For basic social research, the model’s potential is vast as well. Hypothesis formulation and testing is obviously needed to assess the correlations between the model’s variables under different circumstances: for instance, it can be hypothesized that adverse impacts on health or on nutrition will be less acute if the emphasis is placed not just on emergency medical relief but rather on community reconstitution; or that the use of scarce resources for restoring access to common property assets may have stronger effects than incrementally higher investments in housing; or that there are gender-related differences in risks. An important research direction may be to explore the relationship between the psychological and economic aspects of marginalization; and so on. The model’s variables also facilitate multivariate analysis, and coherent organization and aggregation of findings either around the risk variables per se, or around the social actors variables, with many possible correlations. Further, as has been done in research on natural disasters (see the remarkable Drabek inventory; Drabek 1987), an inventory of findings and propositions about human responses to development-caused displacements, could be constructed and classified by type of social group, or type of development program, in a manner useful to further theorizing and model building as well as to practice.
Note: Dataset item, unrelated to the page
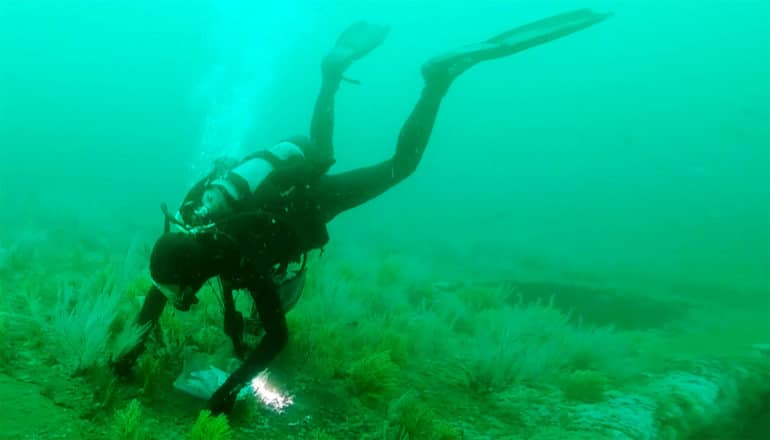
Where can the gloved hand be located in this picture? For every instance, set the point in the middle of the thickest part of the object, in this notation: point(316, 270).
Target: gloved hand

Actual applications of the risks and reconstruction model have been already initiated by some researchers, with very good results. A study on “countering impoverishment risks” was done on the displaced people from India’s Rengali dam (Ota 1996), measuring for each risk variable actual impacts, analyzing counter-risk measures, and also formulating specific recommendations about what needs to be done in practice. Another, much larger scale study on resettlement caused by seven different projects (dam construction, thermal plants, mining and industry) was carried out by the Institute for Socio-Economic Development (ISED) in Orissa on a sample of 31 villages and 441 households, with 2274 people, selected from among 95 affected villages with 1977 households. That study has used the modeling of key impoverishment risks as an analytical tool, producing new and comprehensive findings (see Pandey et al. 1997). These substantive findings, structured along the main impoverishment risks, are also a practical test of this conceptual framework under the demands of a large-scale field investigation.

The actual use, in practice and research, of the risks and reconstruction model for resettling displaced populations will certainly test its potential in many ways; it may change and improve it, and hopefully will enrich it further. Its key premise is that impoverishment through displacement is not inevitable or unmitigatable. After having done a great deal of field research and operational work on resettlement, I cannot emphasize enough the significant difficulties involved in actually preventing and mitigating these risks and in the arduous reconstruction of disrupted livelihoods and communities.

Yet forecasting impoverishment trends is important for initiating policy and practical measures that counteract undesirable outcomes. Failure to acknowledge and make known in a timely fashion the social risks inherent to displacement would allow them to unfold unimpeded in every case. Conversely, equitable policies and improved resettlement financing and implementation, with the participation of those affected, are apt to make possible the socio­ economic reconstruction and development of resettlers’ livelihoods.